I came across this article titled Why does internal corporate software suck?
It laments the sad state of internal software and hypothesizes about why things are the way they are. The author claims that internal software should be every bit as good as our external products.
The problem is no one in life wants anything to be just fine. You want things to be fantastic and you should aim for fantastic.
It’s certainly correct that the developers of the internal software are not bad developers, they’re not making bad technology decisions and it’s not that they don’t care.
It seems perhaps that the blame lies with the PMs of this software who do just enough to solve the problem that the internal teams have but doesn’t go that extra mile to make the tool fantastic.
This is where the PM comes in – the dev team and PM have a couple of meetings with the business where they discuss a high-level requirement and then break it down into smaller chunks like what kind of access will they need, what users will use the system?
From this, we design a couple of rough wireframes which solves this problem and agree on the MVP. We deliver the MVP for testing in a few weeks time.
The end result software is fine. It does solve the problem, the business can’t argue with that, so they sign it off and it gets released.
It certainly is the PM’s responsibility to go out and meet the end users and help the team translate their problems and requirements into a user experience which will solve the problem.
The processes for doing this are well known and honestly, it’s drastically easier for internally-facing PMs than it is for externally-facing. If I want to spend time with the end users of my internal applications all I have to do is hit them up on Slack and ask to go down and sit with them. I can spend almost as much time as I want deeply embedded in my end-users workflows. Most external PMs would kill for this level of access to end users.
And I do want to do this. I really do. I have the exact same drive to create elegant applications that the developers and designers. I had it when I was a developer myself and I still have it now. I want the code to be elegant and maintainable, I want the UI to be beautiful and I want the UX to be the smoothest most intuitive thing you ever saw.
So why wouldn’t I?
Economics dictate that it often makes the most sense to stop when the end result is “good enough”. Why?
The key difference between internal software and external software is proximity to profit.
Let’s compare the Uber mobile app with a random inventory app your internal team is working on. Millions of people (I’m inventing this number but it must be at least millions) use the app to give money to Uber every day. Maybe 50 people will use your internal inventory app ever.
Next, let’s compare the potential value that Uber can glean from a UX improvement or a new feature to what you can achieve as an internal inventory tool PM.
Uber’s net revenue in the first quarter of 2018 was $2.6 billion (I hope I’m understanding that source article correctly). If you spend 3 months designing a UX improvement that bumps revenue by one-hundredth of a percent you’re adding $260,000,000 to revenue.
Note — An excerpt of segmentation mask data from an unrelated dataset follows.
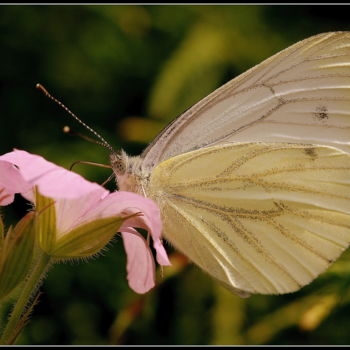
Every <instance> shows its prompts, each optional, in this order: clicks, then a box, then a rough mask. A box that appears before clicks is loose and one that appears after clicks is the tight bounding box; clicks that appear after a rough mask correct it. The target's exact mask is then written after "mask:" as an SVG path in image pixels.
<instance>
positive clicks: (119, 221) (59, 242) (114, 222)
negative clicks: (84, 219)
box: [50, 217, 126, 258]
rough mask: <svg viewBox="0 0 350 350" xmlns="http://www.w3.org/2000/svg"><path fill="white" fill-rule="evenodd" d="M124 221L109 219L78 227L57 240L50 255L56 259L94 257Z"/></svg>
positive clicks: (109, 218)
mask: <svg viewBox="0 0 350 350" xmlns="http://www.w3.org/2000/svg"><path fill="white" fill-rule="evenodd" d="M125 219H126V218H125V217H124V218H121V217H110V218H104V219H98V220H94V221H92V222H89V223H87V224H83V225H81V226H78V227H77V228H75V229H73V230H72V231H70V232H69V233H67V234H65V235H63V236H62V237H61V238H59V239H58V240H57V242H56V245H55V248H54V249H53V250H52V251H51V252H50V255H51V256H54V257H56V258H83V257H88V256H91V255H94V254H96V253H98V252H99V251H100V250H101V249H103V248H104V247H105V245H106V244H107V243H108V242H109V241H110V240H111V239H112V237H113V236H114V235H115V234H116V233H117V232H118V230H119V228H120V226H121V224H122V223H123V221H124V220H125Z"/></svg>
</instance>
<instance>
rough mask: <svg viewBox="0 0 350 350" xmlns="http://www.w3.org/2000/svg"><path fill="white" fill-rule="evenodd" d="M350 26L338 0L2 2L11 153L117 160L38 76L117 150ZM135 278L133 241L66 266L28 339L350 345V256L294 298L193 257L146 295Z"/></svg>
mask: <svg viewBox="0 0 350 350" xmlns="http://www.w3.org/2000/svg"><path fill="white" fill-rule="evenodd" d="M349 29H350V22H349V7H347V6H335V5H333V6H332V5H330V6H310V5H308V6H290V5H288V6H287V5H283V6H271V5H265V6H260V5H259V6H257V5H249V6H248V5H242V6H237V5H225V6H219V5H212V6H211V5H206V6H203V5H198V6H194V5H191V6H186V5H152V6H139V5H128V6H119V5H104V6H102V5H82V6H66V5H62V6H33V5H27V6H13V5H12V6H1V7H0V116H1V119H0V120H1V124H0V151H1V153H5V152H8V151H11V149H12V148H14V147H15V148H19V149H25V150H27V151H29V152H32V153H37V154H40V155H42V156H44V157H46V158H47V159H48V160H51V161H53V162H55V163H57V164H60V165H62V166H65V167H69V166H70V164H72V163H73V162H74V161H76V160H88V161H92V162H100V163H104V164H107V163H108V151H107V150H106V149H104V148H103V147H100V146H97V145H94V144H91V143H88V142H86V141H84V140H82V139H79V138H77V137H72V136H68V135H65V134H63V133H62V131H61V130H62V127H63V126H64V125H67V124H69V125H70V126H72V127H73V128H74V129H76V130H77V131H80V132H83V133H86V134H87V133H88V132H87V131H85V130H84V129H83V128H82V127H80V126H79V125H78V124H77V123H76V122H75V121H74V120H72V119H71V118H70V117H69V116H68V115H67V114H66V113H65V112H64V111H63V110H61V109H59V108H58V107H57V106H56V105H55V104H54V103H52V102H51V101H49V100H48V99H47V98H45V97H44V96H43V95H42V94H40V92H39V91H37V90H36V89H35V84H36V83H37V82H40V83H42V84H44V85H45V86H46V88H47V89H48V90H49V91H51V92H52V93H53V94H54V95H55V96H56V97H57V98H59V99H60V100H62V101H63V102H64V103H65V104H67V105H68V106H69V107H70V108H71V109H72V110H73V111H74V112H75V113H76V114H78V115H79V116H80V117H81V118H82V119H83V120H84V121H85V122H86V123H88V124H89V125H90V126H92V127H93V128H94V129H95V130H96V131H98V132H99V133H101V134H102V135H103V136H104V137H105V138H106V139H107V140H109V141H110V143H111V144H112V145H113V147H115V148H116V149H119V148H120V147H123V148H124V149H125V150H126V151H127V152H128V153H129V154H139V153H140V152H141V151H142V149H143V148H144V147H145V146H146V144H147V142H149V141H150V140H151V139H152V138H153V137H154V136H155V135H156V134H157V133H158V132H159V131H160V129H161V128H162V127H163V126H165V125H166V124H167V123H168V122H169V121H170V120H172V119H173V118H174V117H175V116H177V115H178V114H179V113H181V111H183V110H185V109H186V108H187V107H189V106H191V105H192V104H193V103H195V102H196V101H198V99H200V98H201V97H204V96H205V95H207V94H208V93H209V92H211V91H212V90H214V89H215V88H217V87H219V86H220V85H221V84H223V83H225V82H226V81H228V80H230V79H231V78H233V77H235V76H236V75H238V74H240V73H242V72H243V71H245V70H246V69H248V68H249V67H251V66H253V65H255V64H257V63H259V62H260V61H261V60H263V59H265V58H267V57H269V56H271V55H272V54H274V53H276V52H278V51H279V50H281V49H284V48H286V47H287V46H289V45H291V44H293V43H295V42H296V41H298V40H301V39H304V38H307V37H309V36H311V35H313V34H318V33H321V32H326V31H335V30H349ZM75 171H77V172H79V173H81V174H82V175H84V176H85V177H87V178H88V179H90V180H92V181H97V182H99V183H102V182H103V181H104V180H105V179H106V178H107V177H108V176H109V172H108V171H107V170H106V169H100V168H95V167H89V166H83V165H80V166H77V167H76V168H75ZM110 188H111V189H112V188H113V184H110ZM27 207H28V206H27V204H26V203H24V201H23V200H21V199H20V198H18V199H17V201H16V203H15V205H13V206H11V207H7V208H5V210H4V214H5V219H6V220H7V221H6V222H7V223H10V222H11V221H13V220H15V219H16V218H18V217H20V216H21V215H23V212H24V211H25V210H26V208H27ZM167 249H168V251H169V252H172V251H173V250H172V248H171V247H170V246H167ZM125 274H126V272H125V253H124V251H123V247H122V243H121V240H120V238H116V239H115V241H114V242H113V243H111V244H110V245H109V247H108V250H106V251H105V252H104V253H103V254H102V255H101V256H99V257H98V258H96V259H91V260H90V261H89V262H88V263H84V262H80V263H67V264H62V265H57V266H55V267H54V268H53V269H52V270H51V271H50V273H49V275H48V278H47V280H46V281H45V283H44V286H43V288H42V291H43V294H42V296H41V299H40V303H39V304H38V305H37V307H36V308H35V311H34V313H33V315H32V319H31V322H30V323H29V325H28V326H27V328H26V329H25V331H24V332H23V334H22V336H21V337H20V339H19V343H20V344H118V343H121V344H348V343H349V342H350V332H349V326H350V322H349V320H350V316H349V315H350V294H349V291H350V290H349V283H350V268H349V260H348V257H347V253H345V255H343V256H342V258H341V259H340V260H338V261H337V263H336V264H334V265H333V267H332V268H331V269H330V270H328V272H326V273H324V274H322V275H321V276H320V277H319V278H318V279H317V280H316V281H315V282H313V283H312V284H311V285H309V286H307V287H305V288H303V289H302V290H300V291H299V292H297V293H293V294H290V295H285V296H252V297H251V298H249V299H240V298H238V297H236V296H235V295H232V294H230V293H229V292H228V291H226V290H225V289H223V288H222V287H220V286H219V285H218V284H217V283H216V282H214V281H213V280H212V279H211V278H210V277H209V276H207V275H206V274H204V273H203V272H201V271H200V270H199V269H198V268H196V267H195V266H193V265H186V266H185V268H183V269H179V270H176V268H173V269H169V270H167V269H165V271H164V278H163V279H162V278H160V279H159V280H160V281H161V283H160V284H159V286H158V287H156V288H154V289H153V290H152V291H151V292H150V293H148V294H147V295H145V296H144V297H140V296H138V295H137V294H135V293H134V292H133V291H131V290H130V289H129V288H128V286H127V283H126V278H125ZM170 274H172V275H171V276H169V275H170ZM128 317H129V319H128ZM128 320H129V321H128Z"/></svg>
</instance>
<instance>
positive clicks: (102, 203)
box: [89, 191, 171, 265]
mask: <svg viewBox="0 0 350 350" xmlns="http://www.w3.org/2000/svg"><path fill="white" fill-rule="evenodd" d="M118 212H119V213H122V214H123V216H127V215H131V214H135V213H138V212H141V213H142V214H143V215H140V216H135V217H133V218H130V219H128V220H125V221H124V223H123V225H122V227H121V228H120V231H121V232H123V231H124V228H126V227H139V228H143V229H145V230H147V231H148V232H149V233H150V234H151V236H152V240H153V247H154V249H155V250H156V253H157V262H158V263H159V264H160V265H171V263H170V261H169V259H168V256H167V253H166V251H165V249H164V247H163V244H162V242H161V233H162V220H161V217H160V211H159V209H158V207H157V205H156V204H155V203H154V202H153V201H152V200H150V199H148V198H144V197H141V196H139V195H138V194H136V193H132V192H124V191H119V192H113V193H111V194H109V195H108V196H107V197H105V198H104V199H103V200H102V201H101V202H100V203H99V205H98V206H97V207H96V208H94V212H93V213H92V212H91V213H89V216H90V217H94V218H96V219H98V218H102V217H110V216H113V215H116V213H118Z"/></svg>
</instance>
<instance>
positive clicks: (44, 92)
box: [35, 83, 116, 153]
mask: <svg viewBox="0 0 350 350" xmlns="http://www.w3.org/2000/svg"><path fill="white" fill-rule="evenodd" d="M35 87H36V88H37V89H38V90H40V91H41V92H42V93H43V94H44V95H45V96H46V97H48V98H49V99H50V100H52V101H54V102H55V103H57V104H58V105H59V106H60V107H61V108H63V109H64V110H65V111H66V112H67V113H68V114H70V115H71V116H72V117H73V118H74V119H75V120H76V121H78V122H79V123H80V124H81V125H83V126H84V127H85V128H86V129H87V130H89V131H90V132H91V133H92V134H94V135H95V136H96V137H97V138H98V139H99V140H101V141H102V143H99V144H100V145H101V146H104V147H106V148H108V149H109V150H110V151H111V152H112V153H116V152H115V151H114V149H113V147H112V146H111V145H110V144H109V143H108V142H107V141H106V140H105V139H104V138H103V137H102V136H101V135H100V134H98V133H97V132H96V131H95V130H94V129H92V128H91V127H90V126H89V125H87V124H85V123H84V122H83V121H82V120H81V119H79V118H78V117H77V116H76V115H75V114H74V113H73V112H72V111H71V110H70V109H69V108H68V107H66V106H65V105H64V104H63V103H62V102H61V101H59V100H57V98H55V97H53V96H52V95H51V94H50V93H49V92H48V91H47V90H46V89H45V88H44V86H43V85H41V84H39V83H38V84H36V85H35Z"/></svg>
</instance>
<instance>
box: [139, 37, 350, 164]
mask: <svg viewBox="0 0 350 350" xmlns="http://www.w3.org/2000/svg"><path fill="white" fill-rule="evenodd" d="M349 106H350V33H348V32H334V33H325V34H320V35H317V36H314V37H311V38H308V39H306V40H303V41H301V42H298V43H296V44H295V45H293V46H291V47H289V48H287V49H285V50H283V51H281V52H279V53H278V54H276V55H274V56H273V57H271V58H269V59H267V60H266V61H264V62H262V63H261V64H259V65H258V66H256V67H254V68H252V69H250V70H248V71H247V72H246V73H244V74H242V75H241V76H239V77H237V78H235V79H233V80H232V81H230V82H228V83H226V84H225V85H223V86H222V87H221V88H219V89H217V90H216V91H214V92H213V93H212V94H210V95H209V96H207V97H206V98H204V99H203V100H201V101H200V102H198V103H197V104H196V105H194V106H193V107H192V108H190V109H189V110H188V111H186V112H185V113H184V114H182V115H181V116H180V117H179V118H177V119H176V120H175V121H174V122H173V123H171V124H170V125H169V126H168V127H166V128H165V129H164V131H163V132H162V133H161V134H160V135H159V136H158V137H157V138H156V140H155V141H154V142H153V143H152V144H151V145H150V146H149V147H148V148H147V149H146V150H145V151H144V153H143V154H142V158H143V165H144V167H145V168H152V167H153V166H155V165H156V164H158V163H159V162H161V161H163V160H166V159H169V158H171V157H174V156H176V155H179V154H182V153H185V152H189V151H193V150H196V149H200V148H203V147H208V146H212V145H215V144H220V143H224V142H254V141H256V142H261V141H265V142H288V143H300V142H302V143H308V144H320V145H329V146H335V147H337V148H340V149H343V150H345V151H347V152H350V144H349V132H350V118H349V113H350V112H349Z"/></svg>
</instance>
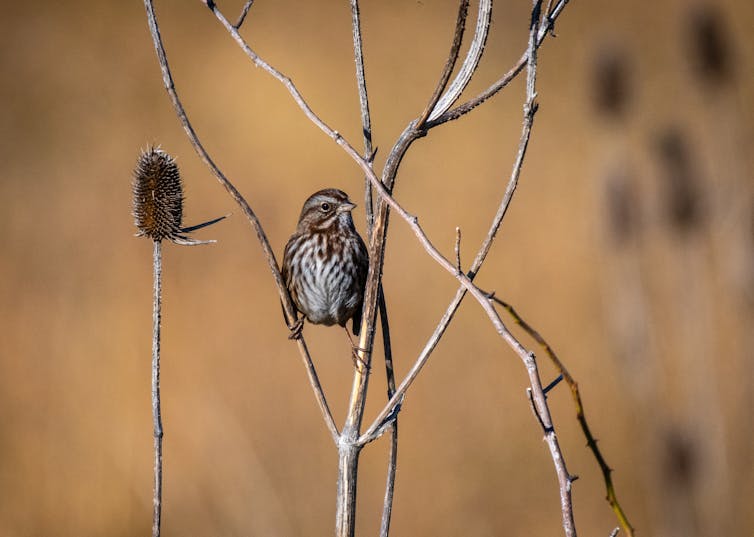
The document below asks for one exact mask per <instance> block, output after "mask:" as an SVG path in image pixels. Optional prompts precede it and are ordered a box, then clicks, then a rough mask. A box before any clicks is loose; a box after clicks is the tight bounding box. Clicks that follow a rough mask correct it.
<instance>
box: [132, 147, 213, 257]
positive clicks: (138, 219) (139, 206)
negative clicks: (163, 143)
mask: <svg viewBox="0 0 754 537" xmlns="http://www.w3.org/2000/svg"><path fill="white" fill-rule="evenodd" d="M133 193H134V208H133V215H134V223H135V224H136V228H137V229H138V230H139V232H138V233H137V236H145V237H149V238H150V239H152V240H154V241H161V240H163V239H168V240H169V241H172V242H174V243H176V244H183V245H186V246H194V245H197V244H208V243H211V242H215V241H212V240H210V241H197V240H194V239H191V238H189V237H187V236H186V235H185V233H188V232H190V231H194V230H197V229H200V228H203V227H206V226H209V225H211V224H214V223H215V222H219V221H220V220H222V219H223V218H225V217H224V216H221V217H220V218H215V219H213V220H210V221H209V222H204V223H202V224H198V225H195V226H190V227H183V225H182V220H183V184H182V182H181V174H180V172H179V170H178V165H177V164H176V163H175V159H173V157H171V156H170V155H168V154H167V153H166V152H165V151H163V150H162V149H160V148H158V147H150V148H148V149H147V150H146V151H142V153H141V155H139V160H138V161H137V162H136V168H135V169H134V183H133Z"/></svg>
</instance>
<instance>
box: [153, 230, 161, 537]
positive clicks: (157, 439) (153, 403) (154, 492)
mask: <svg viewBox="0 0 754 537" xmlns="http://www.w3.org/2000/svg"><path fill="white" fill-rule="evenodd" d="M153 242H154V250H153V254H152V264H153V269H154V276H153V286H154V294H153V297H152V435H153V438H154V490H153V496H152V508H153V511H152V537H160V522H161V520H162V415H161V411H160V321H161V319H162V243H161V242H160V241H153Z"/></svg>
The cost/benefit equation is simple. You could put an entire team of people on the problem for a year and that revenue bump would still easily cover their cost.
If you spend the next 3 months optimizing your internal inventory tool then you’re just not getting the same benefit for time spent. It doesn’t make sense to solve that problem.
The inventory people do still need something they can use to do their jobs at some minimum level so the company doesn’t fall over but the upside of optimizing the crap out if it just doesn’t exist.
This doesn’t mean you have a license to release the worst UX the world has ever seen. It is possible to make software so awkward make people so unhappy in their job that they quit. This will lead to high turnover and demoralized employees. This is bad.
When this doesn’t apply
You have to be really careful about bad UX in internal software when the software has the ability to do critical harm. Take deployment tools for example. The potential upside of an internal deployment UI improvement is capped at some point.
But the downside is potentially huge. A confused operator could potentially take down production services at your company, causing outages, irate customers and lost profits.
In summary, internal software is often productized quickly and cheaply because it makes sense for the specific situation that internal tools are in. Sure it sucks in some philosophical way (and it might suck in a practical way for the people in inventory) but you often just can’t beat the math.